Hermione le dirigió una rápida sonrisa, sin verla realmente. La niña no debería estar en la calle tan tarde, sobre todo con sólo un traje blanco, cuando las brumas bajaban ya de las montañas. Seleccionó tres máscaras y las sujetó por el elástico, y advirtió que la niña no se había movido. Se volvió para decirle que la tienda estaba cerrada, y sus puños se cerraron tan violentamente que el elástico se zafó de una máscara.

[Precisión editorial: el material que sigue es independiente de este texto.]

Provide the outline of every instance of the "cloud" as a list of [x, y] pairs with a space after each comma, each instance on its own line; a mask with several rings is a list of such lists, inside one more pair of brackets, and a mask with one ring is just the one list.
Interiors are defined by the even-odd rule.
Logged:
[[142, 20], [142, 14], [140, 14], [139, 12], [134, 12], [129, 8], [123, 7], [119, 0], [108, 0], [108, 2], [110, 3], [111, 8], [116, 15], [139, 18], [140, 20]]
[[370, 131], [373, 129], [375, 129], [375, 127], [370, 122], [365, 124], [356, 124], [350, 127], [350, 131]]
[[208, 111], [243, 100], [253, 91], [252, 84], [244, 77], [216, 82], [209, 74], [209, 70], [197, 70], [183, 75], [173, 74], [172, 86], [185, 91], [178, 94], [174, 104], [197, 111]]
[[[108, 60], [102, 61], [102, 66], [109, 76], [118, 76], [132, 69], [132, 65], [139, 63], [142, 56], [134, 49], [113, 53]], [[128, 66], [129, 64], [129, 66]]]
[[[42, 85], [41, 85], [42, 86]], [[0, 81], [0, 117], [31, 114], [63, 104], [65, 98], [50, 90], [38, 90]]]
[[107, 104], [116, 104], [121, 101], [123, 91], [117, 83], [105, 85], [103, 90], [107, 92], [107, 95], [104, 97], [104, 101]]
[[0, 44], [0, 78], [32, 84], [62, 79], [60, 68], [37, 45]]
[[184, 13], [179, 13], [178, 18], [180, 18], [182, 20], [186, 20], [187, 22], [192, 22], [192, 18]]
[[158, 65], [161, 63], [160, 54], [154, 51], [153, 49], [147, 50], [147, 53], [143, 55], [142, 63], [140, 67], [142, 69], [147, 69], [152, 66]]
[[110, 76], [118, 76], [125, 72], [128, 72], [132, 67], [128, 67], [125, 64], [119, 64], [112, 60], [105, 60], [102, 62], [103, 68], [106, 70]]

Por un momento le pareció que la figura del exterior no era una niña, sino una enana con el rostro largo y estirado de una vieja. Era sólo el reflejo de la máscara de bruma que cubría la cara de la niña, y sin embargo la visión hizo que Hermione retrocediera, pues la niña parecía mirarle a través del reflejo de las cuencas vacías. Entonces se hizo a un lado, sumergiéndose en la oscuridad tras la farola.

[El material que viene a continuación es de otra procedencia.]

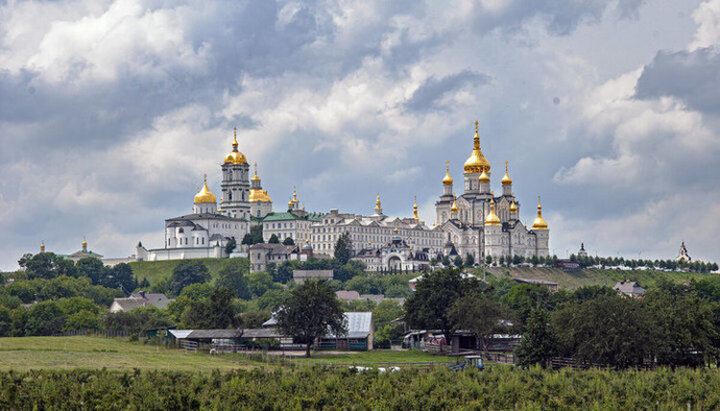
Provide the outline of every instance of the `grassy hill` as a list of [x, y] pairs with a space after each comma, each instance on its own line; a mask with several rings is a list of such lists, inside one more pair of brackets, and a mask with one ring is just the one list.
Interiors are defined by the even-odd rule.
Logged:
[[0, 338], [0, 370], [161, 369], [175, 371], [230, 370], [238, 358], [130, 343], [103, 337]]
[[[480, 271], [482, 272], [482, 271]], [[717, 274], [701, 274], [668, 271], [586, 269], [565, 271], [558, 268], [488, 268], [487, 272], [498, 278], [530, 278], [558, 283], [560, 288], [575, 289], [588, 285], [607, 285], [612, 287], [616, 282], [629, 279], [637, 281], [643, 287], [652, 286], [660, 280], [684, 282], [692, 279], [700, 280]]]
[[[130, 263], [130, 267], [138, 281], [147, 278], [150, 284], [155, 284], [160, 279], [170, 277], [180, 261], [182, 260], [135, 261]], [[205, 264], [213, 279], [218, 276], [218, 272], [225, 264], [248, 264], [247, 258], [198, 258], [196, 261], [202, 261]]]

Hermione se acercó tambaleándose a la puerta y la abrió. La calle estaba desierta. Corrió a la esquina y no vio rastro de la niña. No podía haber visto lo que creía haber visto, se dijo, luchando por calmarse para así poder aventurarse en la calle antes de que oscureciera del todo. Sabía que a los niños les gustaba hacer muecas, pero esta niña no podía tener aquel aspecto. En el momento en que la niña se hizo a un lado, los ojos que miraban a través del reflejo parecían haberse vuelto hacia afuera, mirando hacia cada lado de la máscara.